David Steel dropped his eyes from the mirror and shuddered as a man who sees his own soul bared for the first time. And yet the mirror was in itself a thing of artistic beauty—engraved Florentine glass in a frame of deep old Flemish oak. The novelist had purchased it in Bruges, and now it stood as a joy and a thing of beauty against the full red wall over the fireplace. And Steel had glanced at himself therein and seen murder in his eyes.

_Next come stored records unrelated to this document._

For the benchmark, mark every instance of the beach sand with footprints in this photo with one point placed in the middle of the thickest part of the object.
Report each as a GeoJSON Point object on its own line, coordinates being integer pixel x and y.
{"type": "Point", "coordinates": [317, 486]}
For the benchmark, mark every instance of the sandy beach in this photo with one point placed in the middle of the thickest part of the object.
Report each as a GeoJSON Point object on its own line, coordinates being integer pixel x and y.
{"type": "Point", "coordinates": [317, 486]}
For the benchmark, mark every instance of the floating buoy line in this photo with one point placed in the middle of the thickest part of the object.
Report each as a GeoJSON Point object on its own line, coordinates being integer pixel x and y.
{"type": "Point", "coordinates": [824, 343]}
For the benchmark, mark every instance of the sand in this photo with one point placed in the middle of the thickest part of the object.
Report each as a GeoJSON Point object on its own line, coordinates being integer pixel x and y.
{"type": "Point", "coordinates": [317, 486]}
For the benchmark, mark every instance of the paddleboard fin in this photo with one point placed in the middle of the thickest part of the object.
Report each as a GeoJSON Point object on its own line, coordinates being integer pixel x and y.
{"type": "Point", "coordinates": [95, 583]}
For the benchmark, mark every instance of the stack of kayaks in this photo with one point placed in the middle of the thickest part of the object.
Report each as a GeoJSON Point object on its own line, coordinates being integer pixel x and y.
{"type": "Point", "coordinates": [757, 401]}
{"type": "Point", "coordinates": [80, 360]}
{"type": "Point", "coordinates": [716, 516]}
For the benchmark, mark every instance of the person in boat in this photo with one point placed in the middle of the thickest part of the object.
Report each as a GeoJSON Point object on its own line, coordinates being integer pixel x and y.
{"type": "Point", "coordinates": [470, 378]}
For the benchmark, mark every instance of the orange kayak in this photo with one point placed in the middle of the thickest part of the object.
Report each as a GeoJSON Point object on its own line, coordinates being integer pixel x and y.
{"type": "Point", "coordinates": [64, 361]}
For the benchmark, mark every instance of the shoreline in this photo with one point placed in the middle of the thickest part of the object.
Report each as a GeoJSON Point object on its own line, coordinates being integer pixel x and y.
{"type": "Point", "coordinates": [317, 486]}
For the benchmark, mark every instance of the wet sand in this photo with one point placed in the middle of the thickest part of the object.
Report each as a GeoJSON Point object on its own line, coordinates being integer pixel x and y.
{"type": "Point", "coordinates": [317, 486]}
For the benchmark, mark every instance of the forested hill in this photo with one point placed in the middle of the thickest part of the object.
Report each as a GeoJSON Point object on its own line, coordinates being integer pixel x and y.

He dropped into a chair with a groan for his own helplessness. Men have done that kind of thing before when the cartridges are all gone and the bayonets are twisted and broken and the brown waves of the foe come snarling over the breastworks. And then they die doggedly with the stones in their hands, and cursing the tardy supports that brought this black shame upon them.

But Steel's was ruin of another kind. The man was a fighter to his finger-tips. He had dogged determination and splendid physical courage; he had gradually thrust his way into the front rank of living novelists, though the taste of poverty was still bitter in his mouth. And how good success was now that it had come!

People envied him. Well, that was all in the sweets of the victory. They praised his blue china, they lingered before his Oriental dishes and the choice pictures on the panelled walls. The whole thing was still a constant pleasure to Steel's artistic mind. The dark walls, the old oak and silver, the red shades, and the high artistic fittings soothed him and pleased him, and played upon his tender imagination. And behind there was a study, filled with books and engravings, and beyond that again a conservatory, filled with the choicest blossoms. Steel could work with the passion flowers above his head and the tender grace of the tropical ferns about him, and he could reach his left hand for his telephone and call Fleet Street to his ear.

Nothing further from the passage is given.